Ses adversaires ne se sont pas privés de le railler lorsqu’il confondit dans un tweet un peu rapide les religions, hindouiste et juive, parlant de « vache en or » au lieu de « veau d’or ». On n’est pas loin du procès en illettrisme et le maire Benoît Payan s’est empressé de venir à son secours, dénonçant « la violence, le mépris de classe, les invectives, la brutalisation (qui) n’ont pas leur place en politique quel que soit le camp d’où ils viennent. » « Sébastien Delogu, ajoutait le premier magistrat marseillais, est un élu de la Nation et ceux qui préfèrent la moquerie au débat d’idées font honte à la République. »
Une solidarité insuffisante pour calmer l’ardeur du député Insoumis qui voit en Payan un manœuvrier de l’ombre et compte bien comme le conseille son maître à penser, Jean-Luc Mélenchon, « conflictualiser » tout ce qui peut l’être à Marseille. A moins de renoncer à ses principes socio-démocrates, le leader du Printemps marseillais va affronter une zone de turbulences dans les mois qui viennent, d’autant que la situation politique nationale laisse entrevoir quelques violents rififis.

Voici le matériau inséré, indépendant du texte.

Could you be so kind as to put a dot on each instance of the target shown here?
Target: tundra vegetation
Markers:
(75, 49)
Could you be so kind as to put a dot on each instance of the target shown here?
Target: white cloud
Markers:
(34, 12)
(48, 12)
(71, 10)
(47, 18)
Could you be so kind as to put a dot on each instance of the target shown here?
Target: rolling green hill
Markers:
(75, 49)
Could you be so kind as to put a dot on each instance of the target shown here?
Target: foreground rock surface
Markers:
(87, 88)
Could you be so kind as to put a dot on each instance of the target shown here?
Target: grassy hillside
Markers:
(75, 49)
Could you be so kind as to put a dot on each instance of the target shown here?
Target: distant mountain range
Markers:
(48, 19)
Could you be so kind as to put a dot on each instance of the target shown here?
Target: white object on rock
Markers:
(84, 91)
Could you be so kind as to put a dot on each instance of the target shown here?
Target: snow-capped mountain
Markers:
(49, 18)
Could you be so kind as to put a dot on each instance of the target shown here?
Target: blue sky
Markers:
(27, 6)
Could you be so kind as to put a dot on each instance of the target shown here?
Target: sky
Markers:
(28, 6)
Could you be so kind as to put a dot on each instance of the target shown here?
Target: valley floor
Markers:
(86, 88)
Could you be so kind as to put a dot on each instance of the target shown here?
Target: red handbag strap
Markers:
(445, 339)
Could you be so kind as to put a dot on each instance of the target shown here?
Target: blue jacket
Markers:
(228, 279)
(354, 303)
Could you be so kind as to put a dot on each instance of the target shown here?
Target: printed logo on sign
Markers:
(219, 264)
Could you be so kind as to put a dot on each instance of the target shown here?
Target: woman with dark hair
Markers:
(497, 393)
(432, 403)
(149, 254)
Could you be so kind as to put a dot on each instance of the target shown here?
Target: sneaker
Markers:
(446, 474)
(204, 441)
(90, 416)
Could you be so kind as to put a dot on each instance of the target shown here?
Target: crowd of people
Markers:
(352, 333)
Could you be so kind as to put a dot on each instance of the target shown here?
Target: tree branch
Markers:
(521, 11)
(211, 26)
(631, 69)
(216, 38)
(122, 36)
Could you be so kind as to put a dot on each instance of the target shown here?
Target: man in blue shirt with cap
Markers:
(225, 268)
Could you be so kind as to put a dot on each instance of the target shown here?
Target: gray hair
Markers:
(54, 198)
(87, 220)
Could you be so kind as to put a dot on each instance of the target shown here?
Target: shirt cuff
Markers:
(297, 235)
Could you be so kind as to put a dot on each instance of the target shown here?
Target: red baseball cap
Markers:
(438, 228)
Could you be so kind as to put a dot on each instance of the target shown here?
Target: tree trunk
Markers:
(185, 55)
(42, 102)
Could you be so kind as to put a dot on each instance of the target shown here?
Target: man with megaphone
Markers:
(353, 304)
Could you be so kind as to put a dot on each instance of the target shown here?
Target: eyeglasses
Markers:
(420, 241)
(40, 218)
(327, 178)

Gerard Darmanin, ex-ministre de l’intérieur, disait récemment à propos des négociations en cours avec son « ami » le Premier ministre, Michel Barnier : « Moi je viens du Nord. Je suis quelqu’un de franc. On se dit les choses avant… » A Marseille on use aussi volontiers du mot « franchement », mais il n’est pas sûr qu’il ait le même sens que chez les Chtis.